I do tend to the view that given the situation we’re now in that we do need to make radical changes across almost all areas of public life but I also believe that relatively minor changes over the last 13 years might have spared us much of the current scale of the problems we face and obviated the need for that radical change. That might not have been in the long run by the best thing for the country. As the saying goes never waste a good crisis.
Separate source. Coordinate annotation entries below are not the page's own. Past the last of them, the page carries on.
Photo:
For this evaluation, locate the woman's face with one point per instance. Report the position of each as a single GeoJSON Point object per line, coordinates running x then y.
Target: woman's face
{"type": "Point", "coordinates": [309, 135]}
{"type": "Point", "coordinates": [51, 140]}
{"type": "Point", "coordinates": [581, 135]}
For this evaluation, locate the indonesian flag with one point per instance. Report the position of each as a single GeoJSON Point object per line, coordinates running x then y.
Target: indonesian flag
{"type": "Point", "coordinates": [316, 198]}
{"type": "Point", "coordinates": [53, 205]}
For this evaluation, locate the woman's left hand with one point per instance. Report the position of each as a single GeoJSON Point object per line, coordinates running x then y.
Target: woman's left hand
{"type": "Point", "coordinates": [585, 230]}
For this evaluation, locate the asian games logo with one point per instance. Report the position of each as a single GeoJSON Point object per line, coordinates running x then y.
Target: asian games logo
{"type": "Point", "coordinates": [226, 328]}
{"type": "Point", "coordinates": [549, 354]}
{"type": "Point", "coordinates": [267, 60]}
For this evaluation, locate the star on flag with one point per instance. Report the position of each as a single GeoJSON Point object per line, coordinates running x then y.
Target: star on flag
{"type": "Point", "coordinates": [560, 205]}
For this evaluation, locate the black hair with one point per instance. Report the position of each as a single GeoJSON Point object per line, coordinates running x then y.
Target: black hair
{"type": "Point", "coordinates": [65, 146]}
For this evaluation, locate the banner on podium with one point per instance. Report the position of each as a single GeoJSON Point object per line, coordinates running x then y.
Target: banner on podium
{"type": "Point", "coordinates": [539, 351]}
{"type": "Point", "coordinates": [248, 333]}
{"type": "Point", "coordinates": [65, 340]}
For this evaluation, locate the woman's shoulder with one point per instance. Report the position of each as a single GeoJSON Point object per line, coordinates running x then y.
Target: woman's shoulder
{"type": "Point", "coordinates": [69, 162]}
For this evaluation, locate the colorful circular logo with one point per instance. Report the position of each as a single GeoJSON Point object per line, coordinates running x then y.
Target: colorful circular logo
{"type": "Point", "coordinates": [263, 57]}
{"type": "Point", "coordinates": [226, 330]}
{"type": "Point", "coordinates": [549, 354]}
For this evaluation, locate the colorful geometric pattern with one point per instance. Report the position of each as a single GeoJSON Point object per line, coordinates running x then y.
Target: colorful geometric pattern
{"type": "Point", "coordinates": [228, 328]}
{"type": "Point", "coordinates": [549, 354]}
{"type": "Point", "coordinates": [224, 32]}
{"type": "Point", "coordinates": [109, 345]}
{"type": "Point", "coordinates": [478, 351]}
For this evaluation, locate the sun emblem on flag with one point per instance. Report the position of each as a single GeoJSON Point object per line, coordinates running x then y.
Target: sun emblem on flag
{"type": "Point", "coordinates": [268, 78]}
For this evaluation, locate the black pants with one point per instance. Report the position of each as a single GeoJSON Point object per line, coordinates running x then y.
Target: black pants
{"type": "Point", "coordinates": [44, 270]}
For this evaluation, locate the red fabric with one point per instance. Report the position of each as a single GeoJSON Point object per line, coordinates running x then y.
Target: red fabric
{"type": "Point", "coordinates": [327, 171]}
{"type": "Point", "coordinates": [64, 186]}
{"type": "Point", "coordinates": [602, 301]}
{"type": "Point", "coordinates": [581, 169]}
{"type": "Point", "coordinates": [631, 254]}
I agree with the point that voting for Fine Gael because they’re the largest opposition party at the moment and that some people view it as being the party’s turn is simply not good enough. If that’s what you think then don’t vote for Fine Gael. Vote for Fine Gael because the candidate(s) standing for election has made a case for what Fine Gael would do in government after the election and what their personal aims and principles are. And if the candidate fails to make that case then don’t vote for them but don’t vote for anyone else either who fails that test. Don’t apply a test to Fine Gael that other parties get a free pass on. Voting for Labour because they’ve never had a real go is no more an argument than voting for FG because it’s their go now. It’s no one’s go. Being in government is too important for it to be someone’s go. And I agree that Fine Gael have excelled at not winning elections but they’ve also excelled at changing the country by changing the political weather. It was people in Fine Gael that brought the entire political establishment and the public in the south including FF around to the idea that the north was something that we couldn’t just dig in our heels over but that we had to accept the principle that the consent of the people was needed and that we need to find some way to work with unionists. John Hume did the more dangerous running on this and if anyone deserves the bulk of the credit it is him but if he was depending on FF to be listened to then nothing would have happened. It was Fine Gael that made the case long before the PDs arrived on the scene that we need to be fiscally responsible. People in Fine Gael who were of a progressive bent have worked to change attitudes on a great many problems in part because so much of the party (as was even more of the country) was conservative, people in FG choose to face that conservatism head on and change minds.
I think that Fine Gael have articulated over the last few years a reasonable set of policies in respect of the public finances and Irish life and has made efforts to address the problems associated with unemployment. I also think that some of those policies are inconsistent, some areas are lacking and I personally disagree with party policy in a number of areas in the short and longer term. Yet unless there is the ME party out there made up of clones of mine that subscribes only to policies that I agree with then I’m never going to find a party that I share 100% congruence with. And the difference between me and many others is that I’m prepared to continue to make the case within the party to try and change those positions where we disagree. It’s a long slog and very dispiriting at times but that’s how our system of democracy works, you achieve the change you believe in by convincing others to do so, slowly and life sappingly so. You don’t as has been true in the past achieve real change by saying one thing to get elected and then doing something else that you never said you were going to do.
Change won’t come about by backing a party who can’t say what they will do in detail, who can’t tell anyone how (the great unanswered question in Irish politics, where the announcement of targets is often mistaken by the media for a detailed plan) the change will be achieved and who aren’t able to be upfront about what needs to be done.